It is a sad fact of life in our industry that something approaching 40 per cent of paper-based applications need additional follow-up from the life office because of missing or conflicting information. It is not surprising that life companies want to reduce the need for such activity.
An increasing number of providers have had some success in making available validated electronic applications via their extranets. From a number of conversations I have had recently, these companies are achieving significant savings in processing costs on new business acquired this way, even after paying additional commission to IFAs for the extra effort it creates for them.
In the main, however, this does not mean that they are able to take advantage of reusing the significant amount of information that sits on the adviser's own systems. There is an increasing body of evidence that it is this functionality that will finally persuade advisers that it is worth the additional effort that learning to submit electronically involves.
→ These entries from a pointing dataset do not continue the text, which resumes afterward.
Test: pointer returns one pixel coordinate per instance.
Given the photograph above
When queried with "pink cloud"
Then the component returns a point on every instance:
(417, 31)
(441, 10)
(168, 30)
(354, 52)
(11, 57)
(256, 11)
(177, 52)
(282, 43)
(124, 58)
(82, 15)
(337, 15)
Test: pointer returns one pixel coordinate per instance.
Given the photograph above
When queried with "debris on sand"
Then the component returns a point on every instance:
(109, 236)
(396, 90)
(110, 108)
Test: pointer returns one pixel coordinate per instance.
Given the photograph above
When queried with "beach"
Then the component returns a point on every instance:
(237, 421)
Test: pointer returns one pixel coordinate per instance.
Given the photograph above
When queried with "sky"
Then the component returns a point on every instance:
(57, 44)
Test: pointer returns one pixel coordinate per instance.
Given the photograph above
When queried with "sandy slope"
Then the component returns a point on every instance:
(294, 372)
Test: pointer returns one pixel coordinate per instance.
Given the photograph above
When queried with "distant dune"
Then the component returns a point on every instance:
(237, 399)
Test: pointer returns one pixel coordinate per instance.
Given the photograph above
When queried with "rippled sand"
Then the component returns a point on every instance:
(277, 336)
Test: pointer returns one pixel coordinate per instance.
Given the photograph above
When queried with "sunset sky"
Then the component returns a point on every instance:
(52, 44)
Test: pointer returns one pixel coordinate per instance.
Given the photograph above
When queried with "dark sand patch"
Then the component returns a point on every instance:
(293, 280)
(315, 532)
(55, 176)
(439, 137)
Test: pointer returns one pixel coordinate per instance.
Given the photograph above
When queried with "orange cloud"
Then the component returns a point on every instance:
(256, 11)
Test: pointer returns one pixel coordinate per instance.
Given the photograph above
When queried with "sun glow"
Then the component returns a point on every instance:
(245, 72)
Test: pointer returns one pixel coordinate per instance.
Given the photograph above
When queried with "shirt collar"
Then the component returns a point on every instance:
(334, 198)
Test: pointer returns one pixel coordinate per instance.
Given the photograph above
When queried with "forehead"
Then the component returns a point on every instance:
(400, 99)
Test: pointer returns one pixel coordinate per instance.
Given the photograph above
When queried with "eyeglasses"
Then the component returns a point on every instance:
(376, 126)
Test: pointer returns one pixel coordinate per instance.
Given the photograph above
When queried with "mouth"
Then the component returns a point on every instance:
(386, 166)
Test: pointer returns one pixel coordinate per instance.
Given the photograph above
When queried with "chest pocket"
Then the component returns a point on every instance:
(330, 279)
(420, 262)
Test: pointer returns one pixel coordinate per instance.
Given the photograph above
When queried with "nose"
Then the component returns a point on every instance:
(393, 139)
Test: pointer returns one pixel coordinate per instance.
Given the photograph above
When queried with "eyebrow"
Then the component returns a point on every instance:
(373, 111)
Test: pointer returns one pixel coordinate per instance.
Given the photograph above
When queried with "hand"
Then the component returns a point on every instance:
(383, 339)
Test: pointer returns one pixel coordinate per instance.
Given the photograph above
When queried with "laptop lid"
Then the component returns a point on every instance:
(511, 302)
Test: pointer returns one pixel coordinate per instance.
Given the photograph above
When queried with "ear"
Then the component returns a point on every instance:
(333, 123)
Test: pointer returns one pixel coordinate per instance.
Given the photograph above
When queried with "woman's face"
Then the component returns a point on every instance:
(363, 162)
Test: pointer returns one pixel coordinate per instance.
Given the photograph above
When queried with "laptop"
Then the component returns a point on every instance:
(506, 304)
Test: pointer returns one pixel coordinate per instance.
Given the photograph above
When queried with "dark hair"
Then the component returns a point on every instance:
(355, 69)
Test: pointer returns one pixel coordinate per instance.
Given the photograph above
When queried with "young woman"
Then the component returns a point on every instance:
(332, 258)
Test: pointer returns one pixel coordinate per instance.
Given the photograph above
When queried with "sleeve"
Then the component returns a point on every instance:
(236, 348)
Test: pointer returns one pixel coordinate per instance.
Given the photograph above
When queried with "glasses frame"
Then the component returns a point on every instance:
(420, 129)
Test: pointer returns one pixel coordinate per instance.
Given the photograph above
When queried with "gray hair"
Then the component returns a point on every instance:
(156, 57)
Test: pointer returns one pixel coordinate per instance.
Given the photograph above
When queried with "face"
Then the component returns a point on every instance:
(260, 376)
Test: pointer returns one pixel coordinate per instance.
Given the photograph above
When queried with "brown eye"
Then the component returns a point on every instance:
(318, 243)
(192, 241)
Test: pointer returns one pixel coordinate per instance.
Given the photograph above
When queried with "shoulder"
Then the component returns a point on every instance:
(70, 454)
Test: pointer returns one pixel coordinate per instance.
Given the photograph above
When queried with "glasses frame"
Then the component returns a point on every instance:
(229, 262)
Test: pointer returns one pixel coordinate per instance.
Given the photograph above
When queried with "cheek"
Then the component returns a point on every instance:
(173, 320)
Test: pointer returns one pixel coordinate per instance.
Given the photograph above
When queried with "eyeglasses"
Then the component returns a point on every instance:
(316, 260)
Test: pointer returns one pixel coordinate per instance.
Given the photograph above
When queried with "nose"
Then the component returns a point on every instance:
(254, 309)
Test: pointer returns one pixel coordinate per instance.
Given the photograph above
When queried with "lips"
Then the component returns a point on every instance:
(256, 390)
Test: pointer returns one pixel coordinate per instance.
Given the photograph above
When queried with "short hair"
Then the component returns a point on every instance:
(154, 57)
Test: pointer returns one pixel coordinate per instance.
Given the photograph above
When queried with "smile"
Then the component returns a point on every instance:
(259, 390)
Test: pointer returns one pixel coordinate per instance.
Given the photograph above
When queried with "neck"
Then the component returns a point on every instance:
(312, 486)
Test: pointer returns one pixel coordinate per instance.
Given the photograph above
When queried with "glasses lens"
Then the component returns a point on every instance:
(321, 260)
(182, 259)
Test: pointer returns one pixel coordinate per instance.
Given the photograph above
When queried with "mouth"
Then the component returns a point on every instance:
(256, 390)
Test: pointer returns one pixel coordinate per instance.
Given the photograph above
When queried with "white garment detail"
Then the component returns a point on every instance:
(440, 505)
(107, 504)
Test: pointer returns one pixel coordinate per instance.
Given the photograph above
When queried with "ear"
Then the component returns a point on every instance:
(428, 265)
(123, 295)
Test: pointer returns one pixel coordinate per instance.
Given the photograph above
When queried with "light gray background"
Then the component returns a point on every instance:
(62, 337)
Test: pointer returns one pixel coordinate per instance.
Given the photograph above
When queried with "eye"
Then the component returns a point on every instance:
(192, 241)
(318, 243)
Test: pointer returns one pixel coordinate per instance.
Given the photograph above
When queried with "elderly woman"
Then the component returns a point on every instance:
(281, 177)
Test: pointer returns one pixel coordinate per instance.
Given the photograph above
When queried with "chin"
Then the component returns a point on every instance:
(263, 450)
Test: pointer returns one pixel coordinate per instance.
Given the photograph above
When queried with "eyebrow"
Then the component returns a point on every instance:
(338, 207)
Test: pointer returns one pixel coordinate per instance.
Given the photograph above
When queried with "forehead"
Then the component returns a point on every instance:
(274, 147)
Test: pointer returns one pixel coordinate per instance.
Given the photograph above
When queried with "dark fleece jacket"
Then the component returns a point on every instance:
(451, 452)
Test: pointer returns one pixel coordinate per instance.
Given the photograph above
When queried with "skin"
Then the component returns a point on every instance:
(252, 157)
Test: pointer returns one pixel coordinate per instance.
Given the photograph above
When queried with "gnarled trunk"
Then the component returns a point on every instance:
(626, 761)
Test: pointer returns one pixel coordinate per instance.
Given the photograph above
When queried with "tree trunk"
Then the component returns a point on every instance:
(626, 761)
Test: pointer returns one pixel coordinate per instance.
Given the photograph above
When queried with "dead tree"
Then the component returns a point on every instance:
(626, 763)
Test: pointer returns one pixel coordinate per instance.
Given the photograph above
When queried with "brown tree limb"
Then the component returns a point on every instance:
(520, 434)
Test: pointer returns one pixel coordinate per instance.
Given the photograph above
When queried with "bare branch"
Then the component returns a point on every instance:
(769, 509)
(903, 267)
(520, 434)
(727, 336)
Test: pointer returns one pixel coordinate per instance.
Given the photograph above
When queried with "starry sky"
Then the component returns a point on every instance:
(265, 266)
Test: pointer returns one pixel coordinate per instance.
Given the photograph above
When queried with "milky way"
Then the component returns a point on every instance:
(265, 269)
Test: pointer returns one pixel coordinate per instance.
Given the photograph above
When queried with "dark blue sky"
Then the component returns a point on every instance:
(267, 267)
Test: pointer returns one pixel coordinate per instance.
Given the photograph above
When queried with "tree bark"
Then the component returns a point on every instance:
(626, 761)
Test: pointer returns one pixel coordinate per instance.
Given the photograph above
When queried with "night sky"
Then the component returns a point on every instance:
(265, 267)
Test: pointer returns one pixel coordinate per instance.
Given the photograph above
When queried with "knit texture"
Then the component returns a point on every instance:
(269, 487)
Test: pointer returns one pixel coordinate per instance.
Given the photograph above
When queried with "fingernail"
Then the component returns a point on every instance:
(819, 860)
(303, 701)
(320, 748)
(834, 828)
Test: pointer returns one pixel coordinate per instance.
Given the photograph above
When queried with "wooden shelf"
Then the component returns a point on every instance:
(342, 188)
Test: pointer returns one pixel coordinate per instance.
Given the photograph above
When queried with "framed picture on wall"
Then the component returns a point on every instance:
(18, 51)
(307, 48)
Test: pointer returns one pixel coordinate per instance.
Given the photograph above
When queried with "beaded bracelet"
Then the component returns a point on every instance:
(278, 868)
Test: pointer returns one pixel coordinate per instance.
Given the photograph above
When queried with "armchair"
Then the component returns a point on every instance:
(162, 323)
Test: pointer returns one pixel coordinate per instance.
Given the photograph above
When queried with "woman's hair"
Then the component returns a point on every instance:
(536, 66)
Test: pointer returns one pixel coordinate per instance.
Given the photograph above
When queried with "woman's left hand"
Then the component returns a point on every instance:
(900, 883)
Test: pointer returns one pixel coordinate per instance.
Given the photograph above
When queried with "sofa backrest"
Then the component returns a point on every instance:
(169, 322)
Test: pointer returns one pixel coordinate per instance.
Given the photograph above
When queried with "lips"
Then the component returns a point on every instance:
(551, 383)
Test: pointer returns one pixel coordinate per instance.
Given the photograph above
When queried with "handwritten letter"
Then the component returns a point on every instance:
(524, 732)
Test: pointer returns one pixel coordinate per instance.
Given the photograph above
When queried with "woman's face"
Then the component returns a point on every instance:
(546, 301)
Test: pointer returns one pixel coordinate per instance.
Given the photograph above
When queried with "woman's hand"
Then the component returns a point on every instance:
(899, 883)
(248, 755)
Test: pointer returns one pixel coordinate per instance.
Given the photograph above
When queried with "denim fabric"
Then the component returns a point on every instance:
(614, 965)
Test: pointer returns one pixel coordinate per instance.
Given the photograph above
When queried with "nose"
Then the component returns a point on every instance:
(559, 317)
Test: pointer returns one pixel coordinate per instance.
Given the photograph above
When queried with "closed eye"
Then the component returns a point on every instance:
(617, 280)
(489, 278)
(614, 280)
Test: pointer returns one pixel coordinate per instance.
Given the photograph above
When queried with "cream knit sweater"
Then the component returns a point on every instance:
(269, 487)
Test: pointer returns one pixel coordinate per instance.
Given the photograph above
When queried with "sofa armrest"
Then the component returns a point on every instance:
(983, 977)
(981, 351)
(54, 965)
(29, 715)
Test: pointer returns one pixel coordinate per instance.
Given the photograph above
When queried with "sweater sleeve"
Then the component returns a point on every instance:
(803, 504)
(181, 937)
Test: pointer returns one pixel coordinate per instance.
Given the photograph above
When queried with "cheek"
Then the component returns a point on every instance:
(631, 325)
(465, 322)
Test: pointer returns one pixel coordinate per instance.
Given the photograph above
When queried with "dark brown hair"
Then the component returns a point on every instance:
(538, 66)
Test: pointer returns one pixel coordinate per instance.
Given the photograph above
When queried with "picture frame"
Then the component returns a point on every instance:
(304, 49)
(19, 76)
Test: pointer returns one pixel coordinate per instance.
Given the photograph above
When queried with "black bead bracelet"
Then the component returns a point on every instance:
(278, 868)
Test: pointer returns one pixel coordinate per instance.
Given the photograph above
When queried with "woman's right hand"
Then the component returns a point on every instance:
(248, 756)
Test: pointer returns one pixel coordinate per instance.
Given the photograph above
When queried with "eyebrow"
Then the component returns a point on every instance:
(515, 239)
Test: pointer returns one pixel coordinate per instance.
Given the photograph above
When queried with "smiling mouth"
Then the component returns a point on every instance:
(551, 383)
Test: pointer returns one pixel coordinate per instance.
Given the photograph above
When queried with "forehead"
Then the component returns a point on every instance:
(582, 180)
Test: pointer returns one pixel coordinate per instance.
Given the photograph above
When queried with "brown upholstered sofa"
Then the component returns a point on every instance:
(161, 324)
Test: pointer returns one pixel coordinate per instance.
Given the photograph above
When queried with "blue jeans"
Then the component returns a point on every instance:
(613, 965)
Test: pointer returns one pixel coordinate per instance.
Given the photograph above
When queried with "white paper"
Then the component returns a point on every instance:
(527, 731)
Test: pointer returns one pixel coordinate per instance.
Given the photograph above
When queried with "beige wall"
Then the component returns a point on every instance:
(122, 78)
A few weeks ago, I gave examples on this page of the dramatic level of take-up of electronic applications that Legal & General is achieving with its Choices range. Reuse of data already contained in adviser systems is at the heart of this initiative.
Life offices want to benefit from what is known as straight-through processing, whereby they receive data electronically and it goes straight through their system without data having to be entered manually and with any manual intervention avoided or kept to an absolute minimum.
If we can create an environment where advisers make maximum use of the information they have already collected as part of the fact-find process or in previous dealing with a client, we can begin to restrict the amount of data they have to key in to a level where it really will be quicker than a manual form. Combine this with the reduction in errors that can be achieved by validation – which one industry study showed as reducing errors from 40 per cent to 4 per cent – and you begin to have a worthwhile proposition for everyone.
I understand the argument that e-commerce should be achieved by a series of small deliverable changes but each change must still deliver some significant benefits for all parts of the trading community, otherwise the chance of adoption is minimal.
The www.advisertools.co.uk site, from which these applications are downloaded, offers the potential of a wealth of other information to assist IFAs. However, in just a few minutes surfing around the service, it was clear that much of this is far from fully populated, with whole sections of the service being marked as “data being updated”.
To come up with a solution that ignores all the adviser's existing client data sitting in their back-office systems, that requires advisers to type in information and delivers in a format that has then to be scanned or manually entered into the provider's systems is sheer folly. If this is all e-commerce can deliver in the 21st Century, we might be better sticking with paper.
Hopefully, providers will focus on solutions that can deliver value to all concerned rather than just using technology for its own sake.